Presentation at CPM 2016

## On the Benefit of Merging Suffix Array Intervals for Parallel Pattern Matching

Today, I presented our work on maximum common subgraph problems in series-parallel graphs at CPM 2016. We presented a new approach to parallelize pattern matching based on merging intervals in the suffix array that contain the results of subqueries. Our algorithm can also answer pattern matching with *k* errors. The slides are available as handout and heavily animated. You can finde the paper here (DOI) and here (arXiv).

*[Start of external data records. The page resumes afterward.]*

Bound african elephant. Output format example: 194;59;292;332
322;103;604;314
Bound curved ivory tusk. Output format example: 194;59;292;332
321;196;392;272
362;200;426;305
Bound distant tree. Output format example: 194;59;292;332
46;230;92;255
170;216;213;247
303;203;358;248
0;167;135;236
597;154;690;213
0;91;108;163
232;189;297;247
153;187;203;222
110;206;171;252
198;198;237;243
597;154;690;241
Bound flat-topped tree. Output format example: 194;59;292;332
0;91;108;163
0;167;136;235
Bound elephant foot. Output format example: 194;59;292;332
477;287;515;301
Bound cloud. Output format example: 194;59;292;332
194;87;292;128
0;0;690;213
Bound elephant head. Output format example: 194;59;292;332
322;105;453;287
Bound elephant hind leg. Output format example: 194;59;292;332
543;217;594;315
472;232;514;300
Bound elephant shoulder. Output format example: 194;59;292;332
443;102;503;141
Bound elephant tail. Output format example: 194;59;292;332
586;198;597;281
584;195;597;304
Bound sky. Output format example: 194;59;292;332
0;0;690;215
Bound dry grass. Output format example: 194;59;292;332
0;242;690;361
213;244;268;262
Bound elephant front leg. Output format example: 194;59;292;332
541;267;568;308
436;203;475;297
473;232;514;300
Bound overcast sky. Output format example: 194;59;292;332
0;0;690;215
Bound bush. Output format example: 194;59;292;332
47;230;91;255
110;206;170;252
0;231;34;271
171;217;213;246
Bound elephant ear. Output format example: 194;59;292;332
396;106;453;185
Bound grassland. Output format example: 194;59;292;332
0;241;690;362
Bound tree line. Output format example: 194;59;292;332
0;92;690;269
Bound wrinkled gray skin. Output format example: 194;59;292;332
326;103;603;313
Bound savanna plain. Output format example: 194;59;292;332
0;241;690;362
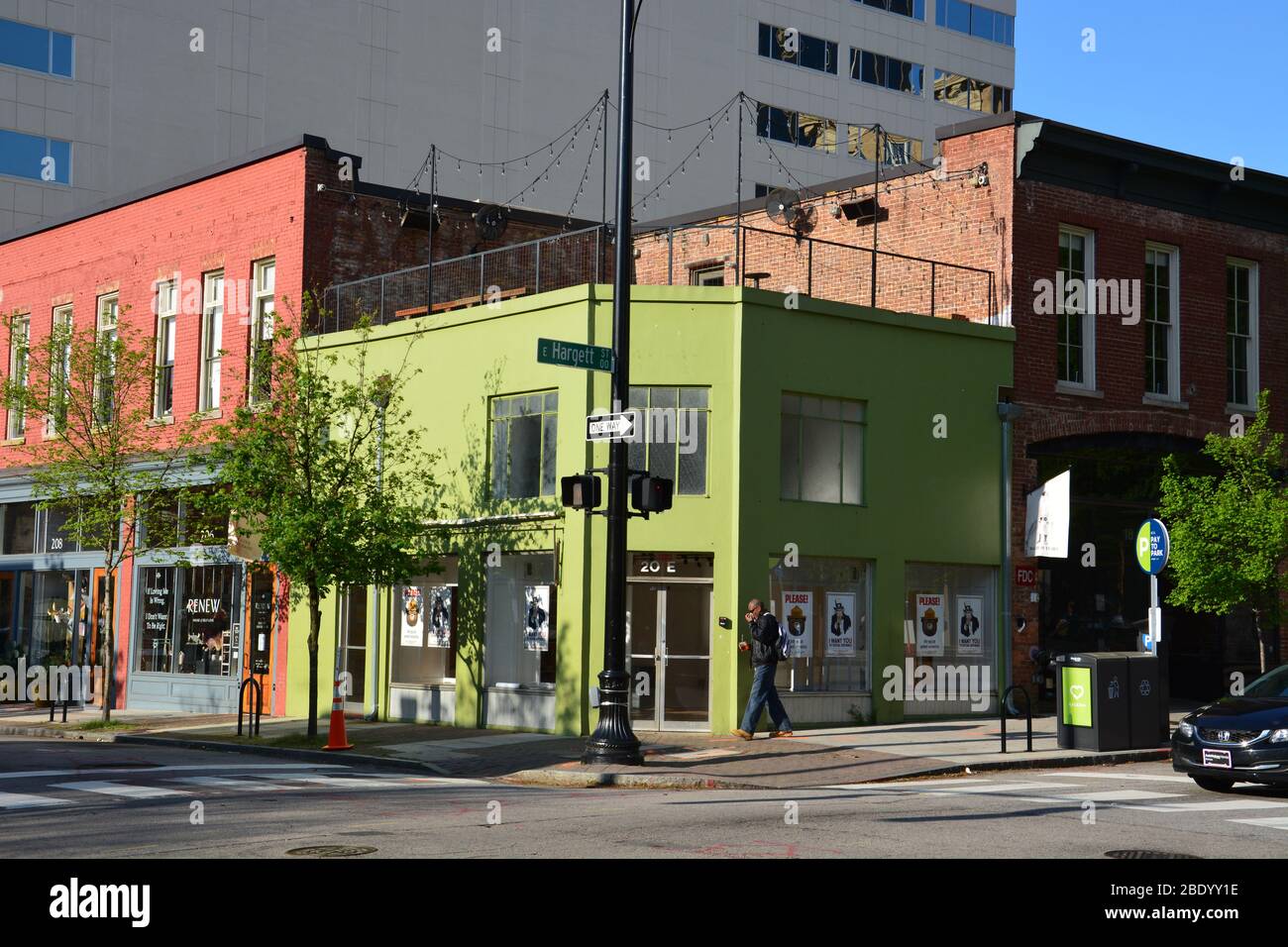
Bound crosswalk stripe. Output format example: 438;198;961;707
166;776;290;792
0;792;71;809
1124;798;1288;811
51;780;192;798
1227;815;1288;831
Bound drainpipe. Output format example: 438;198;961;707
997;394;1024;712
364;381;388;720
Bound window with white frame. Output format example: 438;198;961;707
46;305;72;437
94;292;121;424
1055;227;1096;389
152;279;179;417
1225;259;1258;407
8;316;31;441
248;259;277;404
1143;244;1181;401
200;270;224;411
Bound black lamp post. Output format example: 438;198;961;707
583;0;644;766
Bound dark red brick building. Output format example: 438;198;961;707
0;136;585;712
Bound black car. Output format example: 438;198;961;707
1172;665;1288;792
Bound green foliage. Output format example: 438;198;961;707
1159;391;1288;670
210;297;435;725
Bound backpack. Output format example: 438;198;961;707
774;618;793;661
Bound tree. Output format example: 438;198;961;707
210;296;434;737
0;307;197;721
1159;391;1288;673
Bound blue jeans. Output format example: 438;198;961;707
742;664;793;733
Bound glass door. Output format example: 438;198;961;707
626;582;712;730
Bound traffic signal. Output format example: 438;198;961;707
559;474;601;510
631;476;675;513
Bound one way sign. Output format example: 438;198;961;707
587;411;635;441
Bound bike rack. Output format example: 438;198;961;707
999;684;1033;753
237;677;265;737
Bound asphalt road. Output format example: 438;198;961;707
0;738;1288;858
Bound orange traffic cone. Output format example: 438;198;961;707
322;678;353;750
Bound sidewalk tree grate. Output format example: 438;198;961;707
1105;848;1199;858
286;845;376;858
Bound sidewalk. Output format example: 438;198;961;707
0;708;1182;789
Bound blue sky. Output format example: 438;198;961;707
1015;0;1288;175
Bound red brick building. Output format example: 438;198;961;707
0;136;585;712
636;112;1288;697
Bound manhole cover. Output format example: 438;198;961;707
1105;848;1198;858
286;845;376;858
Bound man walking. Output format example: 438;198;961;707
733;598;793;740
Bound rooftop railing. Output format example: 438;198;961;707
310;224;999;333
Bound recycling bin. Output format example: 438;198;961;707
1055;651;1130;751
1127;652;1168;750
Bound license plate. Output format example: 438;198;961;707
1203;750;1231;770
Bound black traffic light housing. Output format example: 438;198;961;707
559;474;602;510
631;475;675;517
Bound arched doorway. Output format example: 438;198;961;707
1026;433;1278;701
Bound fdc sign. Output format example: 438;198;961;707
1136;519;1172;576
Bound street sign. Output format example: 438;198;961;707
587;411;635;441
537;339;613;371
1136;519;1172;576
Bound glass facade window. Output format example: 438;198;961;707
935;0;1015;47
935;69;1012;115
248;261;277;404
134;566;242;678
756;104;836;152
46;305;72;437
1225;261;1258;407
846;125;921;167
1143;248;1180;398
152;279;179;417
490;391;559;500
200;271;224;411
94;292;120;424
0;129;72;184
757;23;837;76
854;0;926;20
5;316;31;441
850;47;926;95
0;20;74;78
781;394;866;505
901;563;999;714
769;556;872;693
1056;228;1095;388
626;386;711;496
389;556;460;686
483;552;558;686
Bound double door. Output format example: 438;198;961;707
626;581;712;730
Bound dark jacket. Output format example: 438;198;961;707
748;612;782;668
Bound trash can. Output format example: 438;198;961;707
1055;651;1127;751
1127;652;1167;750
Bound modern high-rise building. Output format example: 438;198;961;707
0;0;1015;233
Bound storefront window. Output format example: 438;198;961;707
901;565;997;712
390;557;459;686
483;553;558;686
136;566;241;678
769;557;872;693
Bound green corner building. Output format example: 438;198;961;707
287;284;1014;734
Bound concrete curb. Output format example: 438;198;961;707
115;733;464;779
497;770;762;789
498;747;1172;791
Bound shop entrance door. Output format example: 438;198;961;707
339;586;369;712
626;582;712;730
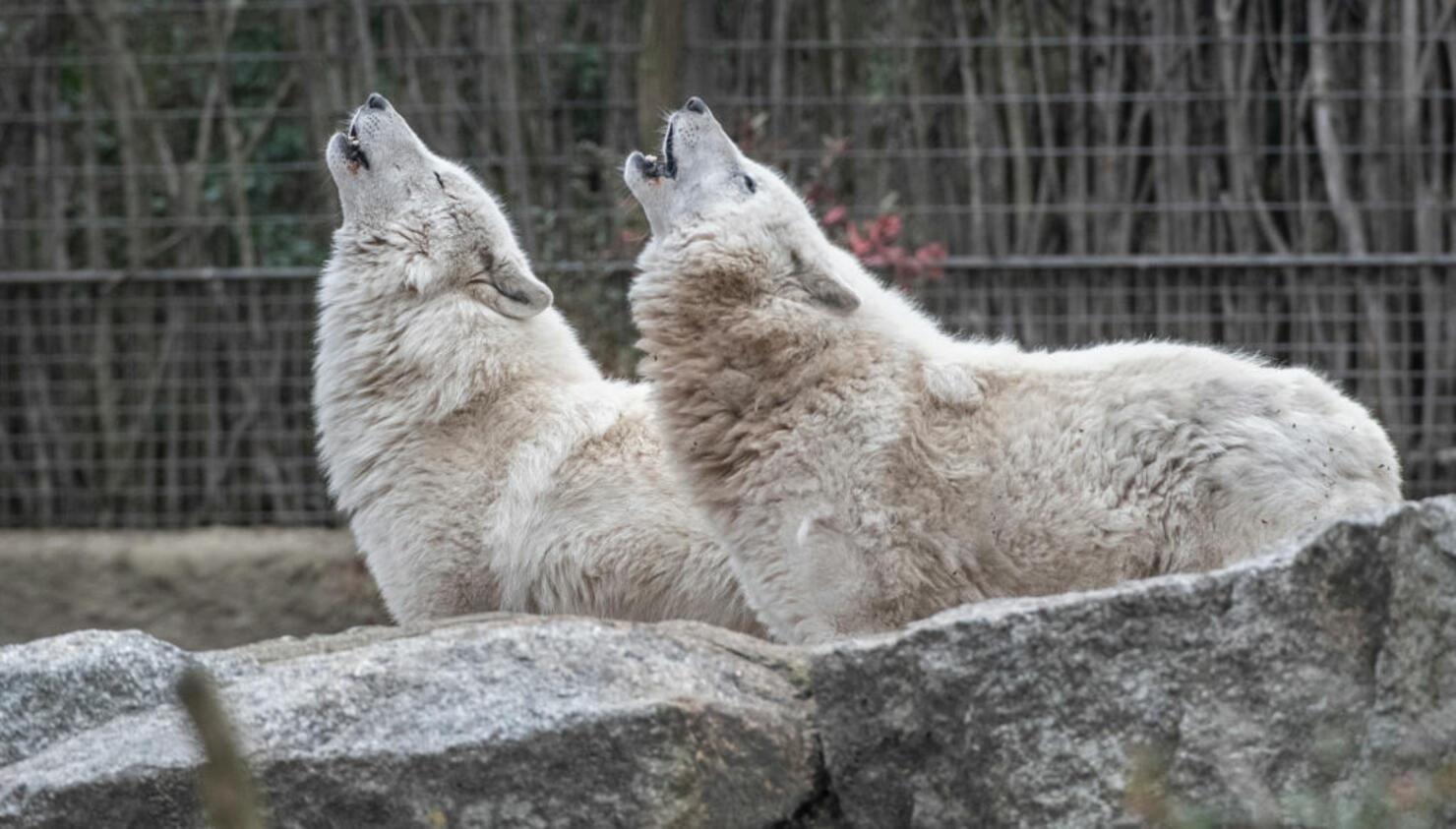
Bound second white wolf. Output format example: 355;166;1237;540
315;94;761;632
623;99;1401;641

### Slides in Handout Mode

### Abstract

We present parallel algorithms for exact and approximate pattern matching with suffix arrays, using a CREW-PRAM with p processors. Given a static text of length n, we first show how to compute the suffix array interval of a given pattern of length m in O(m/p + lg p + lg lg p * lg lg n) time for p <= m. For approximate pattern matching with k differences or mismatches, we show how to compute all occurrences of a given pattern in O((m^k sigma^k)/p max (k, lg lg n) + (1+m/p) lg p * lg lg n + occ} time, where sigma is the size of the alphabet and p <= sigma^k m^k. The workhorse of our algorithms is a data structure for merging suffix array intervals quickly: Given the suffix array intervals for two patterns P and P', we present a data structure for computing the interval of PP' in O(lg lg n) sequential time, or in O(1 + lg_p lg n) parallel time. All our data structures are of size O(n) bits (in addition to the suffix array).